Aos dez anos, Anna Helena, falava inglês, francês e
estava aprendendo o alemão; bordava, pintava, cantava e declamava poemas.
Charlotte estava sempre ao seu encalço, usando a clássica capa de veludo negro
e a sombrinha púrpura, para evitar que a pele fosse ainda mais castigada pelo
sol.
Antes que tutora e aprendiz pudesse deixar o
alpendre, da casa, a baronesa fazia uma longa lista de deveres e cuidados que
deveriam tomar.
–– Charlotte, não deixe Anna Helena exposta ao sol,
por muito tempo. Cuidado com cobras, aranhas e bichos venenosos. Ah, antes que
eu me esqueça: cuide dos modos dela. Não a deixe se comportar como se fosse
filha de um colono.
O discurso da baronesa era pior, que o sermão do
padre da paróquia de Sant’ Anna. Era sempre o mesmo discurso, todas as vezes
que a tutora saía com sua pupila, à menina já havia gravado na mente as
palavras da mãe. Assim que deixavam as dependências da casa, Charlotte repetia
com grande sotaque inglês a alocução que ouvira a pouco da baronesa; as duas
caíam na gargalhada. Assim que o coche apeava junto à margem do rio, a ama e
tutora despia a menina de suas roupas de passeio e vestia-lhe as roupas de
banho. Assim passavam a tarde inteira, até o debruçar do sol sobre as colinas.

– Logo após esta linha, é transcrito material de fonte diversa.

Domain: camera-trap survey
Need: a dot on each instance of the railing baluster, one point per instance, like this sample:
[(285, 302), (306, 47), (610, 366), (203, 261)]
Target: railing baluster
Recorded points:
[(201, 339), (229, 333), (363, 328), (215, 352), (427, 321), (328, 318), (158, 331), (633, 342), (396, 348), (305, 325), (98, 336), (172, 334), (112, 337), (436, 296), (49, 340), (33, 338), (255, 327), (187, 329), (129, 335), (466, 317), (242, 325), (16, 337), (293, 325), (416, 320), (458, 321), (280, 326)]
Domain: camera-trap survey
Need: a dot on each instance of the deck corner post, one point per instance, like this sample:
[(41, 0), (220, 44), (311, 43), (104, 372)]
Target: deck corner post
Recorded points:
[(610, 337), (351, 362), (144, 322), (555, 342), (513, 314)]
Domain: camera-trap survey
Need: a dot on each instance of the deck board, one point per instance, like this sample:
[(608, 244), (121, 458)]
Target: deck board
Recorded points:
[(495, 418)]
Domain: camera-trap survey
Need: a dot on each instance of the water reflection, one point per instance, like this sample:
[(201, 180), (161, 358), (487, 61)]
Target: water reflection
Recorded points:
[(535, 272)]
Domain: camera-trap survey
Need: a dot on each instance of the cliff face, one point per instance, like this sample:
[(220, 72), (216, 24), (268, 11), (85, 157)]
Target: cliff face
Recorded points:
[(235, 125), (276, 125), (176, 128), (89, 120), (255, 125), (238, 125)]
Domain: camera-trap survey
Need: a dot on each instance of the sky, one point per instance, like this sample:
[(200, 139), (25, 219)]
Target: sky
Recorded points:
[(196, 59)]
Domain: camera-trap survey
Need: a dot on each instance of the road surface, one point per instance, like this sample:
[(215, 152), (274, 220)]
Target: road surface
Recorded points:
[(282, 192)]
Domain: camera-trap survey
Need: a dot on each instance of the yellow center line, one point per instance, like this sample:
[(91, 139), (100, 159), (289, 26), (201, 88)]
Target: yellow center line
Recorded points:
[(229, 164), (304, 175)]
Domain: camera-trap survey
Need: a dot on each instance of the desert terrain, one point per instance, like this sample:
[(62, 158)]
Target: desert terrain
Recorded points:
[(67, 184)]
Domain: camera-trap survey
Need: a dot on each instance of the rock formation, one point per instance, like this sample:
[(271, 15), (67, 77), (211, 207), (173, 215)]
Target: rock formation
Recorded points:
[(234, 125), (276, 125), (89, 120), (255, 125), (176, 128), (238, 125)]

–– Helena venha aqui, menina! –– Exclamou a jovem
com grande sotaque. –– Por Deus, menina... não faça isso! Ou sua mãe, me
mandará embora. Sai daí! A torrente está forte.
Heleninha corria para junto de sua tutora, mas logo
se esquecia do perigo e voltava a fazer o que não devia. A ama ralhava
novamente, no entanto, a menina fazia pouco caso. Gostava muito de se banhar
com as outras crianças.
Charlotte ficava muito nervosa e dizia:
–– Menina venha cá, agora! –– A ama sorrir ao ver as
traquinagens da menina. Mas aquele era seu trabalho fazer a tutela da jovem. ––
Sua madre não a quer brincando com esses negrinhos. Tu és uma menina e deve se
comportar como tal!
“Deus do céu... que a baronesa não veja isso, ou
serei extraditada. Como pode uma menina de família rica se comportar como uma escrava?
” –– Pensava Charlotte enquanto repreendia com Heleninha.
A menina Helena parecia não ligar para os achaques
da mãe. Subia nas pedras e pulava, mergulhava e ficava muito tempo em baixo da
água. Adorava subir em árvores frutíferas para colher-lhes as frutas e
saboreá-las com as mãos. Gostava muito de se lambuzar com manga, acerola,
goiaba, jabuticaba entre outras frutas. Helena mais parecia um menino de
vestidos. Não havia lugar naquela fazenda que ela já não houvesse frequentado:
do estábulo dos cavalos à senzala, do roseiral à estufa de vidro suíço, além do
pomar, que era seu lugar favorito. A garotinha Albuquerque já aprontou tanta
peraltice que, se parássemos para contar, precisaríamos de dois ou três volumes
apenas para os seus primeiros anos de vida.
Charlotte sempre mentia, para a baronesa, no intuito
de proteger sua aluna; contudo corrigia-lhe quando preciso. Quando não estava
brincando, estava na biblioteca, estudando francês, inglês, alemão ou bordado.
Muitos dias se passaram até que no mês de abril, Helena, foi informada que
seria enviada para a casa de sua avó em Portugal, depois para o colégio de
freiras. Helena completou 14 anos, duas semanas antes, uma grande festa havia
sido feita para sua apresentação à sociedade.